Quand Juliette lui annonça qu'elle avait aussi résidé à Saint-Claude, elle ne s'étonna pas vraiment, car dans cet enchaînement d'évènements à la mécanique sacrée, ce n'était qu'un rouage de plus, une coquetterie du très Haut parachevant sa construction.


Et bien, je ne sais si vous avez fréquenté le couvent à l'époque, mais peut-être l'avez vous déjà rencontré là-bas. Peut-être même vous a t'il confondu avec Mireille, allez savoir! Ce serait là un prodigieux hasard!

La tête de Juliette s'était raidi sur son épaule mais elle ne regardait plus dans sa direction. La nonne se retourna et vit en effet une auréole carmin imprégner lentement l'oreiller.

Hum…les deux moines ne penseront sûrement pas à rapporter mon onguent d'argile au thym et à l'hysope. C'est ce qu'il lui faut pour empêcher cette plaie de saigner et de s'envenimer. Restez ici, je reviens de suite. Vous pouvez faire ça? N'est ce pas?

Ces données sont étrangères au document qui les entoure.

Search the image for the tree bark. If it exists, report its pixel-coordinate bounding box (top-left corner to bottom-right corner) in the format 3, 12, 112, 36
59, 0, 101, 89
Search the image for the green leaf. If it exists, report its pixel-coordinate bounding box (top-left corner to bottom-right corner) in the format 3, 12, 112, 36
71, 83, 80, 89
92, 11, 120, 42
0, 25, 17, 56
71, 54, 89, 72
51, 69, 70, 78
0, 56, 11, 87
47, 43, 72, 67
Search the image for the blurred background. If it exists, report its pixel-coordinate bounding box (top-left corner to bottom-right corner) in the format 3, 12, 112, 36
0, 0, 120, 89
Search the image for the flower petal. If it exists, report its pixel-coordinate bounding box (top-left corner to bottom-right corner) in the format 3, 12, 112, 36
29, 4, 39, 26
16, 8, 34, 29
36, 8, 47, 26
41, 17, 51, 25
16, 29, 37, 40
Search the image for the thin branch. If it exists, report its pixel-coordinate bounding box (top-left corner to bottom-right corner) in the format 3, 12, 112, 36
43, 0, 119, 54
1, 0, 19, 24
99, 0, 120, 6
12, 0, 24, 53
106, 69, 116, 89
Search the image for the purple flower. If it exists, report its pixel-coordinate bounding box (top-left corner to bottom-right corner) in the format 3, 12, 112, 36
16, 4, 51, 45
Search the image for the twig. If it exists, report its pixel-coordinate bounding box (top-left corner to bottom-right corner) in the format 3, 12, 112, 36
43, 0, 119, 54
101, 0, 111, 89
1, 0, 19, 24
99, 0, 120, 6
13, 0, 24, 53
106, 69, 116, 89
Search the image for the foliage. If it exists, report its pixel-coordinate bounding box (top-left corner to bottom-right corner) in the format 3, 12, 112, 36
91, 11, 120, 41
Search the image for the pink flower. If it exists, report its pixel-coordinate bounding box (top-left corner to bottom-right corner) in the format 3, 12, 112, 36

Elle l'avait prise doucement par les épaules et la couvait d'un regard bienfaiteur, puis elle se détacha lentement d'elle et parti en courant, préférant ne pas attendre, vue la situation du jeune homme, une réponse qui aurait pu être négative.

Juliette se retrouva ainsi seule, assise sur sa couche, libre d'observer son voisin de près. Malgré la souffrance qui se lisait sur son visage, il avait de beaux traits bien dessinés, des sourcils fins, un nez droit et des pommettes saillantes. Ses cheveux mi-longs avait la couleur de l'automne, d'un brun de châtaigne. Son corps, bien qu'affaibli par l'alitement, était un mélange de robustesse et de grâce, un buste solide se soulevant lentement au rythme de sa respiration endormie, des épaules larges et des bras fermes, terminés par des mains de flûtiste.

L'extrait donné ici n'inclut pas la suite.